Je viens de le découvrir dans le cadre d'un petit cycle Huston que je suis en train de me faire (une dizaine de dvd du maître). J'ai beaucoup aimé le début du film, ses personnages d'Américains paumés au Mexique. Comme souvent chez Huston, le rôle des natives American (ici les Mexicains comme dans la Nuit de l'iguane, ou des Indiens comme dans Key Largo ou Le vent de la plaine) est tout sauf caricatural. Il y a une forme de respect de la nature (place des animaux, la montagne que le vieux prospecteur veut réparer après en avoir extrait de l'or) et de ces "natives", qui anticipe une partie du cinéma de Mallick. Comme souvent chez Huston, il y a aussi je trouve quelques moments fordiens (ce n'est pas un mince compliment dans ma bouche) : ici le personnage joué par Walter Huston par exemple, mais aussi la très belle idée de la lettre de la femme de Cody.
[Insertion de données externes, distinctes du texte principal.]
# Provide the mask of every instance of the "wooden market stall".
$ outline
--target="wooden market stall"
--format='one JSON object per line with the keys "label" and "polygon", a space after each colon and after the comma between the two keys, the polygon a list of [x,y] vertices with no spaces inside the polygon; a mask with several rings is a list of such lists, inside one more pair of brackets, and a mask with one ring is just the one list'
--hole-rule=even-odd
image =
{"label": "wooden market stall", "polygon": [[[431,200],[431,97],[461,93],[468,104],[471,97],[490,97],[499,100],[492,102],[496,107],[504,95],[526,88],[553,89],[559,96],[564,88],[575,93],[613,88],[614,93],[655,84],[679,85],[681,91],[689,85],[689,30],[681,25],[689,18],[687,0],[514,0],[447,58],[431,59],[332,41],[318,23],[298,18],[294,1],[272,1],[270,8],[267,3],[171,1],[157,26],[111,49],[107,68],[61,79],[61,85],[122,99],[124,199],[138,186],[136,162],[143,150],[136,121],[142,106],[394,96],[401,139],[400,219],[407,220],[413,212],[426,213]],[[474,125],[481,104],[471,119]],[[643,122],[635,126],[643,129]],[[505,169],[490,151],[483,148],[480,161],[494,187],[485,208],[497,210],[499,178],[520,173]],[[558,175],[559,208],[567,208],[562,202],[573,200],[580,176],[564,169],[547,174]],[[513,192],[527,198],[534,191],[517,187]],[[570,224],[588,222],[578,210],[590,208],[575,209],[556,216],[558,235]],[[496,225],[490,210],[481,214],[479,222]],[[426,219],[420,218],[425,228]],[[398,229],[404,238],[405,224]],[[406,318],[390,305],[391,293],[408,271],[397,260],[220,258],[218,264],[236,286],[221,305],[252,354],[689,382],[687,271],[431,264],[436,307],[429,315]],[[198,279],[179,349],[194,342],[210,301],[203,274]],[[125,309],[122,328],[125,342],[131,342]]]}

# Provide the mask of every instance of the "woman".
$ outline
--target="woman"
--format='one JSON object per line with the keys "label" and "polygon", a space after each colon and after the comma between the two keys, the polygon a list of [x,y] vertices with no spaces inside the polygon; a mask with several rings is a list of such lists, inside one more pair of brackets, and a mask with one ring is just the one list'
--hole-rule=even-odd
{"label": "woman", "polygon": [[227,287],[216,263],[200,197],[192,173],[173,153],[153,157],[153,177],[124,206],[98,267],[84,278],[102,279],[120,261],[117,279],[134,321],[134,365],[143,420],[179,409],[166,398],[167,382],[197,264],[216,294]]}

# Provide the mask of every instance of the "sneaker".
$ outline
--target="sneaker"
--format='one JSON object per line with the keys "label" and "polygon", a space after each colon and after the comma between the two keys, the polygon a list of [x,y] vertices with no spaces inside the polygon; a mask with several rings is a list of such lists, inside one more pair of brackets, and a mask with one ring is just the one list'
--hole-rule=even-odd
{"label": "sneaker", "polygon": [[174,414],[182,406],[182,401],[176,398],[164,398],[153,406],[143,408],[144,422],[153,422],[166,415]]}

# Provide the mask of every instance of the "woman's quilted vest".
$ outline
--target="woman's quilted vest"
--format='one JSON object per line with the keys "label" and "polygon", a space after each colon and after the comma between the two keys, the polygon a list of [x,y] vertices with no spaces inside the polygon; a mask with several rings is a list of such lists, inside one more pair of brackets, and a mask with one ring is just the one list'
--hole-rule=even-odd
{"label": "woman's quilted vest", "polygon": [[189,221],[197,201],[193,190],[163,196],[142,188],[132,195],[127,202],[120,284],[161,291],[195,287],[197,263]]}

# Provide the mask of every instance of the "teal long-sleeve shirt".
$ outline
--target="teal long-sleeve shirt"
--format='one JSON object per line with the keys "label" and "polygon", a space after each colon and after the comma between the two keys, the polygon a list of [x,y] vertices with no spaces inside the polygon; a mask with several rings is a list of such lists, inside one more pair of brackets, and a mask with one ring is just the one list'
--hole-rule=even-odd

J'avoue avoir juste quelques réserves sur la performance "paranoiaque" de Bogart vers la fin du film (mais après tout, c'est aussi ce qui donne une dimension de conte au film, comme la scène de Mitchum, sorte de grand méchant loup, descendant à la cave dans la Nuit du chasseur) ; mais tout ceci est balayé par le vent d'une fin magnifique.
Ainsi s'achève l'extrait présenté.